Excavations have found stratified evidence of occupation in the Ubaid period (Ubaid 4), Late Uruk period, Early Jemdet Nasr, and Early Dynastic I period. Out of context finds and textual evidence support a strong occupation in the Early Dynastic III Period of the First and Second Dynasties of Lagash. The former is represented by inscriptions of Enmetena and the latter by those of Gudea who was responsible for major rebuilding of Sirara, the temple of the goddess Nanshe originally built by Ur-Nanshe. The city was recorded as having been destroyed by the Elamites about the time of the fall of the Third Dynasty of Ur. ‘The Lamentation over the Destruction of Sumer and Ur' has Nanshe declaring "Alas, the destroyed city, my destroyed temple!". The excavators have speculated that the paucity of Early Dynastic III remains is the result of that destruction.

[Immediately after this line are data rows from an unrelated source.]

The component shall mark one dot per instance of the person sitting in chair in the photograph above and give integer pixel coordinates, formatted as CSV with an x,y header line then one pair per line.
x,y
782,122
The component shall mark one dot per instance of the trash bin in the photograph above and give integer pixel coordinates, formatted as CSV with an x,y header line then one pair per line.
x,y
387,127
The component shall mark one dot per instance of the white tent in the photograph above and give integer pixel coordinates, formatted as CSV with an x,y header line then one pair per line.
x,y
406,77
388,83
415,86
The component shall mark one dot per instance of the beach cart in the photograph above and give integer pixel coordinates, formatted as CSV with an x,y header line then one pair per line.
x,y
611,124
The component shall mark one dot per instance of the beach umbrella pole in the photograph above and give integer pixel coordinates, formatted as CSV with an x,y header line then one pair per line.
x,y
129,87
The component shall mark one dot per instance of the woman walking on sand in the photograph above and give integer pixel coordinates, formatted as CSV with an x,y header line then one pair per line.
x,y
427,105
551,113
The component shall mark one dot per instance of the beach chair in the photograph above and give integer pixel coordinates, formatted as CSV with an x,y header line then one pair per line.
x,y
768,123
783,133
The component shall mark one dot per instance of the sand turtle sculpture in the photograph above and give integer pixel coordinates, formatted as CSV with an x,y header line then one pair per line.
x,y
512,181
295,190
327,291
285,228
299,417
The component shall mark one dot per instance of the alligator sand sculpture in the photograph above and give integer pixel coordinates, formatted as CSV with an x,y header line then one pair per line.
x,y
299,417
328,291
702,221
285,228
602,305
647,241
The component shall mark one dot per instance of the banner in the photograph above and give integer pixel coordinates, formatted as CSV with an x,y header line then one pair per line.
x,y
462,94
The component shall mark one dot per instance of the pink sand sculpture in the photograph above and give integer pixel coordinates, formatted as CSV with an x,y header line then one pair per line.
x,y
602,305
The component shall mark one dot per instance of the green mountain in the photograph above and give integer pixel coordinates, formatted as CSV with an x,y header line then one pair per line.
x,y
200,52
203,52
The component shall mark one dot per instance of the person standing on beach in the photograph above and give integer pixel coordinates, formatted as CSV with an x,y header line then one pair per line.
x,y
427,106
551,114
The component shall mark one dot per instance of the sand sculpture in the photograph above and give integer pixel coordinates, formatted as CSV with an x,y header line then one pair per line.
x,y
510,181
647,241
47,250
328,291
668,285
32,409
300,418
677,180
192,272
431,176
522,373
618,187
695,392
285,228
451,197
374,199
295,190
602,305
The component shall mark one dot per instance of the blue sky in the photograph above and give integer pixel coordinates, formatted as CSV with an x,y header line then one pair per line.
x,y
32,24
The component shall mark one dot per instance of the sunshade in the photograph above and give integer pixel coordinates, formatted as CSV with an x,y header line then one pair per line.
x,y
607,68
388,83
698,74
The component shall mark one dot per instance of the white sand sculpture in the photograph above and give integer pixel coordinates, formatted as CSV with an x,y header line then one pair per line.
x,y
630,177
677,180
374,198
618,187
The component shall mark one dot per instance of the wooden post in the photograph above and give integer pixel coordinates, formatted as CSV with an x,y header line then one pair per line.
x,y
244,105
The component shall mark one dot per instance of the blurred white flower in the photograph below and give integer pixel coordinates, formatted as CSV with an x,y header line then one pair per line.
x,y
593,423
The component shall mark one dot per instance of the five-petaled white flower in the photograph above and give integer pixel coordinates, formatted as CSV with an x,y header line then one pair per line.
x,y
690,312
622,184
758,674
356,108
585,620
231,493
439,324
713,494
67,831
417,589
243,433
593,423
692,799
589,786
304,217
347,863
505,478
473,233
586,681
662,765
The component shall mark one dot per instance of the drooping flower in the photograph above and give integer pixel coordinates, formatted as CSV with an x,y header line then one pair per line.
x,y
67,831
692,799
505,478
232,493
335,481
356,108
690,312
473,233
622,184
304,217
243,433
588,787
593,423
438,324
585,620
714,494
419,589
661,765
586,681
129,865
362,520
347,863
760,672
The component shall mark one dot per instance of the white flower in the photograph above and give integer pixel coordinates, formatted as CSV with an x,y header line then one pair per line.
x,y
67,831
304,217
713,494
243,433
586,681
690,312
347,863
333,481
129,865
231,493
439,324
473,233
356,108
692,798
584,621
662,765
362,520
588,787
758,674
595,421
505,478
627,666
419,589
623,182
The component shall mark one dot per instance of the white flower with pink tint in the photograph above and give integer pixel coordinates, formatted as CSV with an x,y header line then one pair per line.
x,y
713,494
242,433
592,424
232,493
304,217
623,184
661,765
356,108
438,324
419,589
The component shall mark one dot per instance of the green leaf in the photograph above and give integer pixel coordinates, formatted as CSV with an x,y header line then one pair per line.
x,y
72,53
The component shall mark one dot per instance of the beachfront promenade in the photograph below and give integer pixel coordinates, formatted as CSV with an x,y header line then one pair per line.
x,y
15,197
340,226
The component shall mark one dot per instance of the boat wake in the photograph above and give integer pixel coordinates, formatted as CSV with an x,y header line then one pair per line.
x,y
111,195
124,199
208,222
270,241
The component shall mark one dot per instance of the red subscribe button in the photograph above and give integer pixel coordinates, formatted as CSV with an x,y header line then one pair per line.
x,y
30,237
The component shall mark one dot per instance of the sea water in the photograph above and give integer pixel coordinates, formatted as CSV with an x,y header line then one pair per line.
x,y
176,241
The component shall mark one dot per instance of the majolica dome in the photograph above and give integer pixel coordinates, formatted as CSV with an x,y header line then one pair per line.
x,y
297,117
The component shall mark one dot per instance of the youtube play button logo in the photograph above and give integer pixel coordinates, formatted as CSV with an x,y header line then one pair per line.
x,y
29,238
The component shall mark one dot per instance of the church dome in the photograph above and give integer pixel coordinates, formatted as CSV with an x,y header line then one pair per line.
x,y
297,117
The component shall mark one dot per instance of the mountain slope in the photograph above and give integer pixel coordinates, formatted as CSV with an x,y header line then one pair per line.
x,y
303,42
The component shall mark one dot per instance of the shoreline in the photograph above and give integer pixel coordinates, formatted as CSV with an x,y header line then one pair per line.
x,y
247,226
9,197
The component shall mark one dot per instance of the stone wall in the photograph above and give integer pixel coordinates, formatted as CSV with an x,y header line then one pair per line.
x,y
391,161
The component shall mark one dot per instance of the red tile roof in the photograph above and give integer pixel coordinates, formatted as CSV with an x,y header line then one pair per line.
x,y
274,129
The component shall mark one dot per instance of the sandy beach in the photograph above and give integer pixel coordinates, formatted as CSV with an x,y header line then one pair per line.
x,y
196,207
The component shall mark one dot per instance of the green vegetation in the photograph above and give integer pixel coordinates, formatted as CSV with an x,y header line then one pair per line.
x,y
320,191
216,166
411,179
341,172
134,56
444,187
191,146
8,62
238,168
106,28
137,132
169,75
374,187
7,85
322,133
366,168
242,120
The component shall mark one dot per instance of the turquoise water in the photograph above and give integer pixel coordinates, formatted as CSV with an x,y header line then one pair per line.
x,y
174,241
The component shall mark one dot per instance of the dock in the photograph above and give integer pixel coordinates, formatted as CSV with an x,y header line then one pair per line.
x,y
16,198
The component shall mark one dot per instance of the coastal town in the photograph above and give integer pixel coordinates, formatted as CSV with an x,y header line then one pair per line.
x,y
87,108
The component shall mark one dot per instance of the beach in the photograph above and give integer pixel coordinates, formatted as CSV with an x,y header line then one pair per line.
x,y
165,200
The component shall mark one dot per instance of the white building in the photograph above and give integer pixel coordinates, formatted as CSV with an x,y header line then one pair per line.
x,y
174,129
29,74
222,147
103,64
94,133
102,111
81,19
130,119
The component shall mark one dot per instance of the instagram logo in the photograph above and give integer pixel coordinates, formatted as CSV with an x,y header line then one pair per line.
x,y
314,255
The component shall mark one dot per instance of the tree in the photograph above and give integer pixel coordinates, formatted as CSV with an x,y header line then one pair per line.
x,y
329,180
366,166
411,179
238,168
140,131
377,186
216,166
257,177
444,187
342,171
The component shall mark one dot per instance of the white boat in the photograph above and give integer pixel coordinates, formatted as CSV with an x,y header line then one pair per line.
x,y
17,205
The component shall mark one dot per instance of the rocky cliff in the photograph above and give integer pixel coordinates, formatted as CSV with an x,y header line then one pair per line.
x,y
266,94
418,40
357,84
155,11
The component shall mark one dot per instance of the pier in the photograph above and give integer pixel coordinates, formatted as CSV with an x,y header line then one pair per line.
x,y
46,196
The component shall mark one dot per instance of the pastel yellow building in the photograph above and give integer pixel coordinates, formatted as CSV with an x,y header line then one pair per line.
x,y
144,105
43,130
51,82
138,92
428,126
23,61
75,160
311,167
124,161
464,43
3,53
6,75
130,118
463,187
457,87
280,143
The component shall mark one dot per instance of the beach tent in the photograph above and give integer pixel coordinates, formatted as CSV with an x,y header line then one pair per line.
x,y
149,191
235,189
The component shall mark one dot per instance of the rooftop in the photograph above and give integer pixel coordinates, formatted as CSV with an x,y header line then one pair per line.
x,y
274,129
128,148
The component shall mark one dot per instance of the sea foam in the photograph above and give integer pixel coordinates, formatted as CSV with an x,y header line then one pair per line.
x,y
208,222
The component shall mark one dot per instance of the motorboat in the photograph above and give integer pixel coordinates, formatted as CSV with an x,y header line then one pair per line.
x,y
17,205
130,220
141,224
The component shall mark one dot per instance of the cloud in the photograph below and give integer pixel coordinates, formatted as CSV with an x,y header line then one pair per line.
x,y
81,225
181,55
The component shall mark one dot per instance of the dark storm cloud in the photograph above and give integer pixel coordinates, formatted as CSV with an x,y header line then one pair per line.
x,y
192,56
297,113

The temple hymn of Nanshe begins:

"Is it not the city, is it not the city, is its me not proclaimed? Is it not ABxHA^{ki}, the city, is its me not proclaimed? Is it not the pure city, the city, is its me not proclaimed? Is it not the mountain risen from the water, the city, is its me not proclaimed ..."

The pronunciation of ABxHA^{ki} is uncertain so the exact name of the site is also uncertain and Nunua (ni-nu-a),
Nina, Nigin, na-an-Se, and Sirara (si-ra-ra) have been used.

Phases Mound A (Areas D and E):
- Phase V (ED I-IIIA)
- Phase IV-III (ED IIIA/B (c. 2500 BCE), ED IIIB (c. 2500-2350 BCE), ED IVA1), ED IIIB, Early Akkadian.
- Phase II-I (ED ED IVA-B, ED IVB) Late Akkadian, Post-Akkadian, Early Ur III (c. 2112 BCE).